Veinticuatro.- El último objetivo de esta guerra, voyeurs ciudadanos amparados por la ironía retórica de los publicistas, es convertir el cuerpo y el alma en marca registrada para que acudáis veloces a adquirirlos a sus campos de concentración del ocio. Auschwitz, Stanmheim, qué más da si en los sótanos del bienestar el agua nos llega ya al cuello. Defender la poesía contra el zumbido del aire acondicionado. Me niego a olvidar el dolor. Me niego a aliviarlo. Perro rabioso royendo el hueso de las palabras en los callejones sin salida de la madrugada, bajo los enormes neones del BBVA.

Veinticinco.- La sagrada virtud del respeto a la propiedad privada. Del dolor. La ciudad.

Veintiséis.- “En las librerías se apilan / los best-sellers, literatura para idiotas / a los que no basta la tele / o el cine de idiotización más lenta. / El poder del estado fluye del dinero al dinero”, escribió el dramaturgo alemán Heiner Müller en una desolada visión de Berlín.

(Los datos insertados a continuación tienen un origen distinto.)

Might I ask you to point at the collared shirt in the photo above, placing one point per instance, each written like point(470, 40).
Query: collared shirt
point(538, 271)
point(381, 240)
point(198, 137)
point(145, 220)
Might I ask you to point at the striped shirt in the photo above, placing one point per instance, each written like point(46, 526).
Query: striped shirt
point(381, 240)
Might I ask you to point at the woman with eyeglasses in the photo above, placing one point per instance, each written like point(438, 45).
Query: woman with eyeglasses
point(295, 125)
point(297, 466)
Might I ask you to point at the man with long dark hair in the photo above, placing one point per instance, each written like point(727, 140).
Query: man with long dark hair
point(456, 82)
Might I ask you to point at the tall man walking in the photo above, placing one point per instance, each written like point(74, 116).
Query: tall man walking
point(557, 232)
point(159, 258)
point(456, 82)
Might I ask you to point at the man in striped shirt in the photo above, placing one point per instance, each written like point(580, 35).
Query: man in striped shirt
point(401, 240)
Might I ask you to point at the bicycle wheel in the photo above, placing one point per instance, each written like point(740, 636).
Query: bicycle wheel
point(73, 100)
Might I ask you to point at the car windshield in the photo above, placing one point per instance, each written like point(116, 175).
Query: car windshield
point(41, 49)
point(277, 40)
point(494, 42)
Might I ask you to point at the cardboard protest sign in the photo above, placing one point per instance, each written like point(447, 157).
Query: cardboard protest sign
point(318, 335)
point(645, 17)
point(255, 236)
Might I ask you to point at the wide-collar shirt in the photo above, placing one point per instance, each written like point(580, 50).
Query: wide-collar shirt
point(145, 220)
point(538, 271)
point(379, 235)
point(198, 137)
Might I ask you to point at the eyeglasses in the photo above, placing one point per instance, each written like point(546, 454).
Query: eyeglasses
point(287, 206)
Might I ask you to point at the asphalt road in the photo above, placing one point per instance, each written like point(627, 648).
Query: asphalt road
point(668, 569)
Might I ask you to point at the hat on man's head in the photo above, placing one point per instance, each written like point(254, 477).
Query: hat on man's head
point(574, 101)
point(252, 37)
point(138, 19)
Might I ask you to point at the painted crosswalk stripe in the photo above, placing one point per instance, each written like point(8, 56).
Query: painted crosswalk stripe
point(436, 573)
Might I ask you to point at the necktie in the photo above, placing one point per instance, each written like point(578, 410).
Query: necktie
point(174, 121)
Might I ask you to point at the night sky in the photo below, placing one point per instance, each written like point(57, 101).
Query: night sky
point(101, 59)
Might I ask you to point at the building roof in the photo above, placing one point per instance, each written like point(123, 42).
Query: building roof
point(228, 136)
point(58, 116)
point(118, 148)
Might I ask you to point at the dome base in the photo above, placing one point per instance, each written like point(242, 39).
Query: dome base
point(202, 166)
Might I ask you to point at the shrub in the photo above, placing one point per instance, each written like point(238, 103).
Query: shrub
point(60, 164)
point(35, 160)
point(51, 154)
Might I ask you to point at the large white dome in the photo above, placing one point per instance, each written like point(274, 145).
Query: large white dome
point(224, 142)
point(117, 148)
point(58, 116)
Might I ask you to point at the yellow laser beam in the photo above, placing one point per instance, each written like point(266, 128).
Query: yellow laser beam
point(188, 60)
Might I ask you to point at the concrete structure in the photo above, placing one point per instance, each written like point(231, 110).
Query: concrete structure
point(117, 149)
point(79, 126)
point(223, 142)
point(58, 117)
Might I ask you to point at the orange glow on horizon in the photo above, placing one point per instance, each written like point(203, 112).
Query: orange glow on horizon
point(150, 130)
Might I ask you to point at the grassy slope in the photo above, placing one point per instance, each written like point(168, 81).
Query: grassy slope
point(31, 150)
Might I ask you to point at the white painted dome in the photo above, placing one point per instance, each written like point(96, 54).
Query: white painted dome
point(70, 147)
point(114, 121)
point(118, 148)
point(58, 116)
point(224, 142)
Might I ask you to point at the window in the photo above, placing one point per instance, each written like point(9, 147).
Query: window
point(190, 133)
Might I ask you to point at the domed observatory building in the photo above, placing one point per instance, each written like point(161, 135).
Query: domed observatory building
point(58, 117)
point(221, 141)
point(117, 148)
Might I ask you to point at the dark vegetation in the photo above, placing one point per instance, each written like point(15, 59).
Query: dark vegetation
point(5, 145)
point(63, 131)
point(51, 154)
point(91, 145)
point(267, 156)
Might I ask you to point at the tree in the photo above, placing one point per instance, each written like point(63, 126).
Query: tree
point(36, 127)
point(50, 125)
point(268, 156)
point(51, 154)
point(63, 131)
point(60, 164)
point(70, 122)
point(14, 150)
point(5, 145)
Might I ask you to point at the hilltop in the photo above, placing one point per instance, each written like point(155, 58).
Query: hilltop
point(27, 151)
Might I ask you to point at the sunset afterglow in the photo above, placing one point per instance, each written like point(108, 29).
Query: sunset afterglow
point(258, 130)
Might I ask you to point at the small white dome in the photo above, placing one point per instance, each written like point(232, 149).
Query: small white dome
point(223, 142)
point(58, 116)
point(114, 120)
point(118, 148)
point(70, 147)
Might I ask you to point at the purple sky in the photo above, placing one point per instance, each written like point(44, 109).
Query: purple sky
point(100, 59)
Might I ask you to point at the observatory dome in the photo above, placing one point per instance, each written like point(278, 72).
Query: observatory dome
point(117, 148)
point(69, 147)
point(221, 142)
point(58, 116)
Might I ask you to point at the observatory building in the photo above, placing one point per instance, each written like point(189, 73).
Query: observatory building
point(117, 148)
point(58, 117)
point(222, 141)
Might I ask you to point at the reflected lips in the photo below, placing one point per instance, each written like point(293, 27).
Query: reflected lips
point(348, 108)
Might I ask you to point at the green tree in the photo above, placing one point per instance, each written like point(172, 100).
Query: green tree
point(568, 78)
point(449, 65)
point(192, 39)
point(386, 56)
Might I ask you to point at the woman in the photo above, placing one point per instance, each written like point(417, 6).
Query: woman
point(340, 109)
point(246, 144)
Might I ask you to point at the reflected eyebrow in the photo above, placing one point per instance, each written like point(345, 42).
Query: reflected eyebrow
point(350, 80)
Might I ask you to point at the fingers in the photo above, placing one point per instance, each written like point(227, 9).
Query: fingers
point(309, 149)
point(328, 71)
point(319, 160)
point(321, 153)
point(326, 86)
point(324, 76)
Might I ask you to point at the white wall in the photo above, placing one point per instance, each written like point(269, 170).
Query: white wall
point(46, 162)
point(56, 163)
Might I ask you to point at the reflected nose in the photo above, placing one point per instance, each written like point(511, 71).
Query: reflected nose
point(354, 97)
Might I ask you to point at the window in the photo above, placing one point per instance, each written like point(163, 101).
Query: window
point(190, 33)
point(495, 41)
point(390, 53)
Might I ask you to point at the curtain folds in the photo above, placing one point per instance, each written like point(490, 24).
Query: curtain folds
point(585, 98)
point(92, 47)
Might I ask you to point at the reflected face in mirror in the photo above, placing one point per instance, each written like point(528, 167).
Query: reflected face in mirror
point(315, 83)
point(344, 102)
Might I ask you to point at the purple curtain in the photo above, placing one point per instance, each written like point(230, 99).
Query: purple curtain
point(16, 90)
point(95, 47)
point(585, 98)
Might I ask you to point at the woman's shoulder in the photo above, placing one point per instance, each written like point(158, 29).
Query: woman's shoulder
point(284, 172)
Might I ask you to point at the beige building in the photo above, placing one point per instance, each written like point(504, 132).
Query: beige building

Veintisiete.- No se puede negar la especial querencia de quienes dirigen y programan nuestras ciudades por el espectáculo de la cultura. Acontecimientos-espectáculo de gran impacto mediático y que supongan la movilización de las masas ciudadanas, en una significativa aproximación a la más pura estética fascista. Espectáculos de grandiosidad aplastante a los que mirar complacidos y boquiabiertos, sean carreras de coches, desfiles festivos con exultante parafernalia teatral, celebraciones y conmemoraciones pirotécnicas, aquelarres de cartón-piedra, naves majestuosas surcando la ría, performances circense-teatrales de gran formato a la vera del museo tótem, macro conciertos, macro exposiciones, macro congresos…Todo a mayor gloria de este capitalismo de ficción. De que nuestra ciudad se haga en él su huequecito.

Veintiocho.- “El consumidor es el heredero posmoderno del ciudadano. Un tipo más concreto, más escéptico y más urbano. Más activo, imaginativo y universal”, ha declarado el sociólogo Vicente Verdú a la prensa en la presentación de su flamante libro: “Yo y tú, objetos de lujo”. Y se queda tan ancho. Los seres humanos del primer mundo de este arranque del siglo XXI somos escépticos. Parece que lo somos. Las religiones están de capa caída. Y tampoco nos creemos a los políticos, ni a los moralistas, ni a nadie, bueno, a casi nadie. Porque las creencias más supersticiosas, las fes más irracionales y esotéricas están haciendo su agosto. Y la principal de esas fes es sin duda el consumo, voceado por todas partes por su profeta la publicidad, que nos promete la felicidad de la compra y la vida eterna de la propiedad. Qué curioso que ahí seamos tan poco escépticos. Y tan practicantes. Y que no nos demos cuenta de que nunca buscamos las cosas, sino la búsqueda de las cosas.

Veintinueve.- Leo en la prensa que acaba de ser comercializado -¡con la colaboración del ayuntamiento!- una versión del juego del Monopoly con las calles y las plazas de Bilbao. Ninguna de esas voces que defienden a la infancia del sexo, del sexismo o de la violencia se alzará en esta ocasión. Iniciar a los pequeños en el sano ejercicio de la especulación urbanística y de los negocios, no sólo no resulta perjudicial, sino sumamente instructivo y beneficioso para sus vírgenes mentes.

Treinta.- Tanto se han comprimido el tiempo y el espacio en nuestras ciudades, que habitamos un presente sin ninguna posibilidad de ser vivido.